Sergio Mattarella è meno conosciuto degli altri due profeti nell'Ue e nelle sue capitali. Avendo un ruolo prevalentemente cerimoniale, il presidente della Repubblica italiana diventa un interlocutore fondamentale solo nei momenti di crisi politica e finanziaria. Il suo predecessore, Giorgia Napolitano, giocò un ruolo decisivo per traghettare l'Italia fuori dal caos finanziario in cui l'aveva piombata il governo di Silvio Berlusconi nel 2011, durante la crisi del debito italiano. Mattarella ha favorito l'arrivo di Mario Draghi come presidente del Consiglio all'inizio del 2021, quando l'Italia si trovò di fronte alla necessità di completare il piano nazionale di ripresa e resilienza per rilanciare l'economia dopo la pandemia di Covid-19. Il presidente francese, Emmanuel Macron, ha instaurato una relazione speciale con Mattarella a seguito dei ripetuti scontri con alcuni governi italiani particolarmente ostili alla Francia, come quello formato dai populisti della Lega e del Movimento 5 Stelle nel 2017. Mattarella continua a giocare un ruolo di ponte, ogni volta che i rapporti tra Macron e l'attuale presidente del consiglio, Giorgia Meloni, degenerano.
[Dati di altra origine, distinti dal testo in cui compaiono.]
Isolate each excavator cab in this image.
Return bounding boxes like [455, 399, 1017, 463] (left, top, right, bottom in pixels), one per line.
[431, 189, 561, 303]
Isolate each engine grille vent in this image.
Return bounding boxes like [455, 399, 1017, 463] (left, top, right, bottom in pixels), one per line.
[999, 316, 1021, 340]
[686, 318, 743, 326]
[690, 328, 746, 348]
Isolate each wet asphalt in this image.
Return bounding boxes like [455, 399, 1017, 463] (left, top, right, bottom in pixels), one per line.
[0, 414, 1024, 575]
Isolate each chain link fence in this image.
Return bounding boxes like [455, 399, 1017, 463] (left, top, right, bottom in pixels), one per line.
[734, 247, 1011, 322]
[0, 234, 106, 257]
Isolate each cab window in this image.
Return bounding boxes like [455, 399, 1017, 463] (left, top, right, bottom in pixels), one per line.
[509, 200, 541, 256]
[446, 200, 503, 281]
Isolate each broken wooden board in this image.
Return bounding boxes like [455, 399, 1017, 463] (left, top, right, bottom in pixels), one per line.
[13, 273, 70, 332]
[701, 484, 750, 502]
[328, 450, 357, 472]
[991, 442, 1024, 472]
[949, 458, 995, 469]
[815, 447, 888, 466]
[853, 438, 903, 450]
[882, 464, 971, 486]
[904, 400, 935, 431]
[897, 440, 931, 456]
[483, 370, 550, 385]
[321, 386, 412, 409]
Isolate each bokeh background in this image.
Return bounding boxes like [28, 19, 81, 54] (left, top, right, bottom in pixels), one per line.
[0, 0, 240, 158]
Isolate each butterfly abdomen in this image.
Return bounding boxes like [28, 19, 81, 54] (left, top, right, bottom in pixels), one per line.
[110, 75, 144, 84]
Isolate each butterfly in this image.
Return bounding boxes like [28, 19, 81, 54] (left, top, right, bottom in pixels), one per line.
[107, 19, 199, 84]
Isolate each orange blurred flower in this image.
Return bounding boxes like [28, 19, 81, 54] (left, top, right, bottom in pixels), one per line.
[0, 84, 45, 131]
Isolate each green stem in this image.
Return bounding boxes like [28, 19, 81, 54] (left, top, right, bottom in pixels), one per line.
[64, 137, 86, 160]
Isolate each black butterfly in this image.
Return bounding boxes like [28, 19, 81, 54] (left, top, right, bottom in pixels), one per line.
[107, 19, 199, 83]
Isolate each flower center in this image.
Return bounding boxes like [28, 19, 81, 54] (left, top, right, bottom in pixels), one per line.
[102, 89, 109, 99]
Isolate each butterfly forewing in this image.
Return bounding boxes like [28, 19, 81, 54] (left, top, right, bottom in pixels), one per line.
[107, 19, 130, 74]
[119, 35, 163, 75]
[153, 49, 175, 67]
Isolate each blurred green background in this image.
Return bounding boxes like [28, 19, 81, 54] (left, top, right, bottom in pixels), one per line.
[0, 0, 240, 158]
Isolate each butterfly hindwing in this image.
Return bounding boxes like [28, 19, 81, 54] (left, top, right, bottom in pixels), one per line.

A differenza di Giorgia Napolitano, che era stato deputato europeo e presidente della commissione Affari costituzionali, Mattarella non ha sconfinato in Europa durante la sua lunga carriera politica. Cresciuto nella partito della Democrazia Cristiana, dopo lo scandalo di Tangentopoli degli anni 1990, seguì Romano Prodi nella creazione della coalizione di centrosinistra dell'Ulivo. Fu estremamente critico dell'ingresso del partito di Silvio Berlusconi, Forza Italia, nel Partito Popolare europeo ("un incubo irrazionale" disse nel 1995). Il pensiero di Mattarella si è sempre iscritto nell'europeismo tradizionale italiano: più integrazione europea per proteggere il paese dai suoi peggiori difetti e per guarirlo dai suoi mali cronici. Ma l'Ue deve anche essere la fonte della solidarietà comune. L'Ue è “questa straordinaria avventura di integrazione che stiamo continuando a vivere di anno in anno”, ha detto Mattarella martedì a Bruxelles.
Il discorso di Mattarella a Coimbra ha avuto più eco di altri sull'Europa pronunciati a Roma. Il contesto era il simposio COTEC che riunisce Portogallo, Spagna e Italia, quest'anno intitolato "Un appello all'azione". Mario Draghi aveva appena pronunciato il suo ennesimo discorso sui rischi dell'immobilismo nell'Ue. "Nessuno dorma potrebbe applicarsi alla nostra Unione", ha detto Mattarella: "Un’Europa rinnovata, più competitiva, più resiliente, più presente nello scacchiere internazionale. È una sfida epocale per il nostro continente, tanto più urgente se raffrontata a recenti evoluzioni negli equilibri mondiali". Per il presidente italiano, "stare fermi non è più un'opzione".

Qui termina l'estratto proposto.